The 1982 movie ARCADIA OF MY YOUTH is a case in point. Since I may never get around to reading Matsumoto's original Harlock manga, ARCADIA provides something akin to an "origin story" for the iconic character, though at times I felt Harlock was a bit too much of a mouthpiece for the author's lofty anti-war rhetotic.
ARCADIA actually gives the viewer the origins of the family that spawned the futuristic space-opera captain. By "family" in this case I mean only male progenitors from two eras of the twentieth century, for in no era does Matsumoto linger on detailed familial relationships. The earliest male Harlock is an aerial explorer of mountain ranges in WWI Germany, with no explicit associations to the ongoing martial conflict. The second Harlock appears during the WWII conflict, flying a plane for Germany but not allied to the Nazi cause. By chance the pilot stumbles across a Japanese exchange student, a flight technician named Toshi, and the two men bond over their shared desire to see flight technology used to conquer space, not in pointless turf wars. Harlock does Toshio a service and the Japanese scientist swears that someday his descendants will repay the debt.

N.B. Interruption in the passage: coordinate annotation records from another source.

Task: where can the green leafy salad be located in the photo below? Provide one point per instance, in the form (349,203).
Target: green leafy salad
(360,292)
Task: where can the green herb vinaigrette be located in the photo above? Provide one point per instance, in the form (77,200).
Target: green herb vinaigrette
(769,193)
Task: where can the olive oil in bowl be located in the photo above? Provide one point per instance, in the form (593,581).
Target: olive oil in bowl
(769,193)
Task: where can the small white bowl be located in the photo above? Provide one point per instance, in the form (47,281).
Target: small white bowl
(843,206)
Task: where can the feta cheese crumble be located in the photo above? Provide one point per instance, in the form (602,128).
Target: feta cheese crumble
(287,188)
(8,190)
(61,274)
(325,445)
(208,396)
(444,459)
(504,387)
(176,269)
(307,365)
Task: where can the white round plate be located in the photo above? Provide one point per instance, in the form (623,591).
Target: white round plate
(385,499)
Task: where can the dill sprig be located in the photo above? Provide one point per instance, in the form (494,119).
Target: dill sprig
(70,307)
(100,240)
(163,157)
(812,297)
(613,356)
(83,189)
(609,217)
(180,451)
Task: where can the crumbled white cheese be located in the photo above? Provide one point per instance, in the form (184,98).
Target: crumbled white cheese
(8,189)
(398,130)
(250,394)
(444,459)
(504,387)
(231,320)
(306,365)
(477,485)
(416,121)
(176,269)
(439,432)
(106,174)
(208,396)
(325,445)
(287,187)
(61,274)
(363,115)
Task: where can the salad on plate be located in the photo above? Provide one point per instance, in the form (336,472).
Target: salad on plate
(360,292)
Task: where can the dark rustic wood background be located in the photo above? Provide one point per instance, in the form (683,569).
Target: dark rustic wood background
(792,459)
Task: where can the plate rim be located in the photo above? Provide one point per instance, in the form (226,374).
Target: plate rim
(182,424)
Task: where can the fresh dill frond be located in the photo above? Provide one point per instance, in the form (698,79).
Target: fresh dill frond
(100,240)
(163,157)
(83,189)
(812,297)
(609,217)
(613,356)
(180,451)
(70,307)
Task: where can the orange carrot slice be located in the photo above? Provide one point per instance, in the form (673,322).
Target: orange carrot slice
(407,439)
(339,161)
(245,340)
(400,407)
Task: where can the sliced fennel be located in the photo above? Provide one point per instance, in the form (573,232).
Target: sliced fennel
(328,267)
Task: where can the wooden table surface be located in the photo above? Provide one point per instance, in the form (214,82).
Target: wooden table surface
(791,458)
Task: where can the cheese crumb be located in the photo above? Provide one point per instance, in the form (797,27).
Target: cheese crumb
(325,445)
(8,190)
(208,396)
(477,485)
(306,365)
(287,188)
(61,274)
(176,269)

Generations later, Earthmen have indeed conquered space, but 30th century sentients are just as petty and acquisitive as their forbears. The future-world Harlock, a dead ringer for both of his 20th-century ancestors, serves in Earth's space-forces, but he and his battle cruiser are away from Earth when a green-skinned humanoid race, the Illumidas, does a blitzkreig over the entire planet Earth, conquering it with apparent ease. Harlock and his human allies mount a resistance movement. They receive some help from the Tokargans, who seem to be humans who colonized another world and who rendered some vague help to the alien llumidas. Harlock's movement gets a great shot in the arm when he encounters the 30th century descendant of Toshio. This scientist, also named Toshio, just happens to have built a great space-cruiser, far more powerful than Harlock's old vessel, and from then Harlock and his crew work to liberate Earth as a fighting-force of one ship.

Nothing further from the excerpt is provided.